= Lanark—Carleton (provincial electoral district) =

Lanark—Carleton was a provincial electoral district (or riding) in Ontario. It existed for the 1999 and 2003 Ontario general elections.

The riding was created when Ontario's electoral districts were re-drawn to match its federal counterparts. It was created out of parts of Carleton and Lanark-Renfrew. It was abolished into Carleton—Mississippi Mills, Lanark—Frontenac—Lennox and Addington and a small piece going to Ottawa West—Nepean. The riding consisted of Lanark County and the municipalities of West Carleton and Kanata, which were both amalgamated into Ottawa in 2001.

==Members of Provincial Parliament==

| Assembly | Years | Member |  | Party |
Lanark—Carleton
| 37th | 1999–2003 |  | Norm Sterling | Progressive Conservative |
| 38th | 2003–2007 |

==Election results==

1999 Ontario general election
| Party | Candidate | Votes | % |
|  | Progressive Conservative | Norm Sterling | 31,364 | 58.40 |
|  | Liberal | Dwight Eastman | 17,323 | 32.26 |
|  | New Democratic | Sheila Sansome | 2,713 | 5.05 |
|  | Family Coalition | Janne Jardine Campbell | 1,450 | 2.70 |
|  | Green | Stuart Langstaff | 681 | 1.27 |
|  | Natural Law | Angela Hea | 171 | 0.32 |
| Total valid votes |  |  | 53,702 | 99.23 |
| Total rejected, unmarked and declined ballots |  |  | 416 | 0.77 |
| Turnout |  |  | 54,118 | 58.12 |
| Eligible voters |  |  | 93,116 |
Source(s) "Data Exlorer". Elections Ontario. Retrieved 26 July 2023.

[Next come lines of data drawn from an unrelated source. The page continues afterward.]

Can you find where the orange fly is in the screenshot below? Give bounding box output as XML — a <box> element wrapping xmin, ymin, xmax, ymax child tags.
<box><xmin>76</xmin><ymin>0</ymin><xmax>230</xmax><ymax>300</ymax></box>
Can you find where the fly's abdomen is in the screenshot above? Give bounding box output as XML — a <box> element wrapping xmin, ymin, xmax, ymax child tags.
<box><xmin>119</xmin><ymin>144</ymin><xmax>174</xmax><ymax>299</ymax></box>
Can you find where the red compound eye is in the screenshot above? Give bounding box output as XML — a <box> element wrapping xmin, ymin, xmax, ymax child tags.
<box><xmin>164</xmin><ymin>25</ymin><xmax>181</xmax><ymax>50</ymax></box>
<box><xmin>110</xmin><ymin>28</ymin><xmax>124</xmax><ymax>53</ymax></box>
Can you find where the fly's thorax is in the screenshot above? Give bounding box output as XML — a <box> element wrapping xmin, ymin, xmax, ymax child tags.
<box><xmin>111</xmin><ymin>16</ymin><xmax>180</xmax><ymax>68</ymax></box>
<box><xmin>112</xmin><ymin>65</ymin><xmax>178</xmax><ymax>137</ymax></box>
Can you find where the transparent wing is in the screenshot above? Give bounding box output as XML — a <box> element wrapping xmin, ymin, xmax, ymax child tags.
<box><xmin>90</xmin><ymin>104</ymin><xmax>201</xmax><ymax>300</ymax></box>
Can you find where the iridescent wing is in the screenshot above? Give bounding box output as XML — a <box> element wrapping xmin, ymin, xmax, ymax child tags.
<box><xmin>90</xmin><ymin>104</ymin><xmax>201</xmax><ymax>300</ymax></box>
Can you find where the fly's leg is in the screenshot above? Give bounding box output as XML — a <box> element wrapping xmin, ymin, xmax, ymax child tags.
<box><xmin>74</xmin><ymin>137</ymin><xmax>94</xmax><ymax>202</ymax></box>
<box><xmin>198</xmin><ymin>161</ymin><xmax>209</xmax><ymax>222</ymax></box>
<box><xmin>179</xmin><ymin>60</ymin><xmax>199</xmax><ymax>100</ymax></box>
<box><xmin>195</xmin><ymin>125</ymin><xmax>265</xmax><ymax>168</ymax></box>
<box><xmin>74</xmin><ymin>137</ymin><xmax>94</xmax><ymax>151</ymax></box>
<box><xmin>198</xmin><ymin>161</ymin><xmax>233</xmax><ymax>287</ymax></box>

2003 Ontario general election
| Party | Candidate | Votes | % |
|  | Progressive Conservative | Norm Sterling | 29,641 | 48.99 | -9.41 |
|  | Liberal | Marianne Wilkinson | 23,466 | 38.79 | 6.53 |
|  | New Democratic | Jim Ronson | 3,554 | 5.87 | +0.82 |
|  | Green | John Baranyi | 2,564 | 4.24 | +2.97 |
|  | Family Coalition | Jim Gardiner | 1,275 | 2.11 | -0.59 |
| Total valid votes |  |  | 60,500 | 99.61 |
| Total rejected, unmarked and declined ballots |  |  | 238 | 0.39 | -0.38 |
| Turnout |  |  | 60,738 | 61.42 | +3.30 |
| Eligible voters |  |  | 98,892 |
|  | Progressive Conservative hold |  | Swing |  | -7.97 |
Source(s) "Data Exlorer". Elections Ontario. Retrieved 26 July 2023.